Diagnosing Exchange REST 403

• Wrong token scope: must request https://outlook.office365.com/.default (use investigator-exo or exchange-op tier, NOT investigator).
• Missing Exchange Administrator role on the specific SP in that tenant.
• Propagation delay: newly assigned role can take up to 15 minutes to reach Exchange Online. If just assigned, wait and retry.

AADSTS650052 — service not licensed

If token request or API call returns AADSTS650052 referencing WindowsDefenderATP (fc780465): the tenant does not have an MDE license. Do not use the defender tier for this tenant. Security investigation proceeds with investigator + investigator-exo only.

Common, benign "failures" in sign-in logs

• error 50140 "Keep me signed in interrupt" — KMSI prompt, not a real failure.
• error 65001 "has not consented to use the application" — fires during onboarding and before consent granted. If appDisplayName matches any ComputerGuru app, those are our own consent attempts, not attacker activity.
• error 50126 from the sysadmin account during onboarding is typo/retry noise — check ipAddress against Mike's known IPs before flagging.

Tenants where apps are consented (as of 2026-04-20)

Tenant	Tenant ID	Sec Inv	Exch Op	User Mgr	Tenant Admin	Defender	Exch Admin (Sec Inv)	User Admin (User Mgr)	Auth Admin (User Mgr)	Notes
Valleywide Plastering	5c53ae9f...	old app only	—	—	—	—	—	old app only	—	Needs migration to new app suite
Dataforth	7dfa3ce8...	old app only	—	—	—	—	old app only	old app only	—	Needs migration
Cascades Tucson	207fa277-e9d8-4eb7-ada1-1064d2221498	old app only	—	—	—	—	old app only	old app only	—	IdentityRiskyUser scope still not consented as of 2026-04-16
Grabblaw	032b383e-96e4-491b-880d-3fd3295672c3	YES (2026-04-20)	—	YES (2026-04-20)	YES (2026-04-20)	—	ASSIGNED (2026-04-20)	ASSIGNED (2026-04-20)	ASSIGNED (2026-04-20)	Fully onboarded
martylryan.com	(resolve via script)	YES (2026-04-20)	—	YES (old app)	YES (2026-04-20)	—	ASSIGNED (2026-04-20)	ASSIGNED (2026-04-20)	ASSIGNED (2026-04-20)	Fully onboarded
mvaninc.com	5affaf1e-de89-416b-a655-1b2cf615d5b1	YES (2026-04-21)	—	YES (2026-04-21)	YES (2026-04-21)	—	—	—	—	Fully onboarded. Incident 2026-04-21: sysadmin GA account unauthorized sign-in from OKC via device PRT (MITCH-LAPTOP/JUNE). Remediated: pw reset, sessions revoked. CA policy (MFA all users) still pending — Mike to create.

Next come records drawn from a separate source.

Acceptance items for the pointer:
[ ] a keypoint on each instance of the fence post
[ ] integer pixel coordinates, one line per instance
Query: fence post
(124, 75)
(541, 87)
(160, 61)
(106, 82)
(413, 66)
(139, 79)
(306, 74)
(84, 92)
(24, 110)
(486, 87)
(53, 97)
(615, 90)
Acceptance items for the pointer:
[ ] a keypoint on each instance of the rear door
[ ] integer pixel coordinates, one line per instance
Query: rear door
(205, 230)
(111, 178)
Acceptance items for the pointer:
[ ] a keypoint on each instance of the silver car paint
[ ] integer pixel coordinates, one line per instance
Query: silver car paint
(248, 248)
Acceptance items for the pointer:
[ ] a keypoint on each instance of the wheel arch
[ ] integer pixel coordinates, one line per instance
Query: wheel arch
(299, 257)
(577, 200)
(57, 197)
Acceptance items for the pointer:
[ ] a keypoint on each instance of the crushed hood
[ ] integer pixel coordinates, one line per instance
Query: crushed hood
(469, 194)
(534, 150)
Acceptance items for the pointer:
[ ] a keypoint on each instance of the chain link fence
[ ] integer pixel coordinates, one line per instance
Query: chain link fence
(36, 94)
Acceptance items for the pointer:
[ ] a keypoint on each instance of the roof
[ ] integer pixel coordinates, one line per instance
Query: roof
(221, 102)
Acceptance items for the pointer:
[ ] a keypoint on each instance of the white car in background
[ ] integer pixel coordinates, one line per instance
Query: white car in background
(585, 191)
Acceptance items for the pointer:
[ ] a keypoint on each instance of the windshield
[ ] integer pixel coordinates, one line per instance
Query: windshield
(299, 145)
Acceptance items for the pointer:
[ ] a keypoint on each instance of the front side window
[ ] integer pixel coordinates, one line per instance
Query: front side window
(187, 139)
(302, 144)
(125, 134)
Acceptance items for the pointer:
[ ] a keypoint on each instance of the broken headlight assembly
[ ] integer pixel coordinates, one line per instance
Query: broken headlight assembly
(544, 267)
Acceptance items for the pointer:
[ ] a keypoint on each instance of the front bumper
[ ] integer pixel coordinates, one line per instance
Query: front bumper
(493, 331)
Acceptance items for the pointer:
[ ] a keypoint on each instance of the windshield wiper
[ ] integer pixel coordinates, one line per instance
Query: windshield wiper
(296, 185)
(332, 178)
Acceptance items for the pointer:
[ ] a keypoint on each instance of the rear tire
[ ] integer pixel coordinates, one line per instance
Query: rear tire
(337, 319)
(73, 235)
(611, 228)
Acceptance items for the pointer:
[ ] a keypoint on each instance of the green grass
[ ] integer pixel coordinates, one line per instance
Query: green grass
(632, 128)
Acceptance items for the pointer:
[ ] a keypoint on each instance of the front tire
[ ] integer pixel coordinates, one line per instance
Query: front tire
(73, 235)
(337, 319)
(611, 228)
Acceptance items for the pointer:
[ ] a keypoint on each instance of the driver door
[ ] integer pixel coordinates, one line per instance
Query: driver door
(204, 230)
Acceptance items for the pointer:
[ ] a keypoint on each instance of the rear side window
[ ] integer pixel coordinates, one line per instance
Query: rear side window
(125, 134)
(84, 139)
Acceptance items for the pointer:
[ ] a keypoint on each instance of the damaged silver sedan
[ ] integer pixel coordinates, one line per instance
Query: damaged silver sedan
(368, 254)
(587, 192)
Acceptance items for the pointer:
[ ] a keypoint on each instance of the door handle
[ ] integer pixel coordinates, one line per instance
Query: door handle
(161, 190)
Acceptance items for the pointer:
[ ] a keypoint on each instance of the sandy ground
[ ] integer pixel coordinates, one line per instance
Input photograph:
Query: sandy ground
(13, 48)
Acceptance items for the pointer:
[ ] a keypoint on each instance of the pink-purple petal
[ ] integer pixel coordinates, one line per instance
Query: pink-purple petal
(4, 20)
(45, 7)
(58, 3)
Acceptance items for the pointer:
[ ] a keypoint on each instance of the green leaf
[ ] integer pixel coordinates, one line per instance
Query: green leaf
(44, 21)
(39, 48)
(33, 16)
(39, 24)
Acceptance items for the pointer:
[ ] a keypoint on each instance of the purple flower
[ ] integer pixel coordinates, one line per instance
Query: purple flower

Migration note: Valleywide, Dataforth, and Cascades still use the old deprecated app. Next visit: consent Security Investigator + assign Exchange Administrator role to new SP, then retire old app consent.

Keep this table updated when rolling out to new tenants or migrating existing ones. Run onboard-tenant.sh after each consent and update the role columns from the script's final status output.